How would it be if there was a smartphone that could be folded, a tablet device that could be rolled is reliable, powerful, and most importantly affordable? A new research directed by scientists at Wake Forest University and published in Nature Communications has led to a method that enables to make this further stronger. The method pinpoints as well as eliminates the sources of instability in the materials and devices used for such applications.
“Meanwhile, for the work, the team introduced a strategy that provides a dependable tool for subsequent steps. It accurately identifies pathways for the degradation of environmental and operational device degradation, and subsequently eliminates the main sources of instabilities to attain stable devices,” said the lead author of the study.

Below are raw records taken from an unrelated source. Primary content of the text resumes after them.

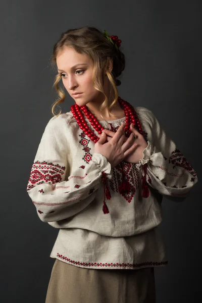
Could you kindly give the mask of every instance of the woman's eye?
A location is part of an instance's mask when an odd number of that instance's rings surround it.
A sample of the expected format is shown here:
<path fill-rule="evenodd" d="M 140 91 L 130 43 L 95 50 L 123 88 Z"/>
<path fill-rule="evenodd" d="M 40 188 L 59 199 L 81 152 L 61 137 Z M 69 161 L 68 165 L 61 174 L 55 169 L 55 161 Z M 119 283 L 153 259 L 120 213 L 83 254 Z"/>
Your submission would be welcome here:
<path fill-rule="evenodd" d="M 84 72 L 84 71 L 83 70 L 80 70 L 79 71 L 76 71 L 76 72 L 82 72 L 82 73 L 80 73 L 79 74 L 79 75 L 80 75 L 80 74 L 81 74 L 81 74 L 83 74 L 83 72 Z"/>

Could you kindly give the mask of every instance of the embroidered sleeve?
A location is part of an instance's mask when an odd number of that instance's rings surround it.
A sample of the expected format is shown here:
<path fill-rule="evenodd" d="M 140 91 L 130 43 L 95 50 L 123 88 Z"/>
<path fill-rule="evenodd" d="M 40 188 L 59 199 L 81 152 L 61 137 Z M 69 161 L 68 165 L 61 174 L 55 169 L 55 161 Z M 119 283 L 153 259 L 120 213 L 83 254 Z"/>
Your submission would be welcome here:
<path fill-rule="evenodd" d="M 146 165 L 146 182 L 166 195 L 186 197 L 197 182 L 196 172 L 177 148 L 149 111 L 153 142 L 149 140 L 142 159 L 136 164 L 139 170 Z"/>
<path fill-rule="evenodd" d="M 69 144 L 56 127 L 54 118 L 42 136 L 27 187 L 40 219 L 46 222 L 66 219 L 84 209 L 94 198 L 103 172 L 110 176 L 111 171 L 106 158 L 94 153 L 87 165 L 78 165 L 69 174 Z"/>

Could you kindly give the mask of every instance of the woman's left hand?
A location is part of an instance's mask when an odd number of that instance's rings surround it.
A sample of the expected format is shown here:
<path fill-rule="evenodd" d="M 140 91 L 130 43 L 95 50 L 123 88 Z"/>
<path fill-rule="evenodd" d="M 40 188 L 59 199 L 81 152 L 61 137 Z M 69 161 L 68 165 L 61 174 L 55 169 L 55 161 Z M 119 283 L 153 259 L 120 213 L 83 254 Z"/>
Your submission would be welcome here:
<path fill-rule="evenodd" d="M 139 163 L 139 160 L 142 159 L 142 152 L 148 145 L 148 144 L 145 140 L 142 135 L 135 129 L 132 123 L 130 125 L 130 128 L 134 136 L 134 143 L 137 144 L 137 146 L 135 150 L 131 153 L 130 155 L 127 156 L 124 159 L 124 161 L 137 164 Z M 113 131 L 108 130 L 108 129 L 104 129 L 103 132 L 105 132 L 106 134 L 107 139 L 108 141 L 113 138 L 115 133 Z M 127 138 L 126 137 L 126 140 L 127 139 Z"/>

In fact, stability of devices has remained one of the key issues in flexible organic electronics. Due to this, potentially life-changing inventions such as smart bandages to monitor healing of an injured arm, smart tablets that could be conveniently rolled into a pen, or flexible transparent smart cells turn out to be expensive and are stuck in prototype stage.
Importantly, the findings could bolster the effectiveness and scope of many real-world applications that can contribute to IoT.
Interestingly, these devices can be placed on almost anything, on fabric for wearable electronics, or in conformal biomedical applications. Now that they can be made at a lower cost, electronic devices and their capabilities that were unimaginable earlier seem possible. This will enhance the quality of our lives, address major challenges such as sustainability and environment.
To accomplish this, the research team has been working closely with the Wake Forest School of Medicine to design a gadget similar to human tissue that can detect level of radiation during cancer therapy.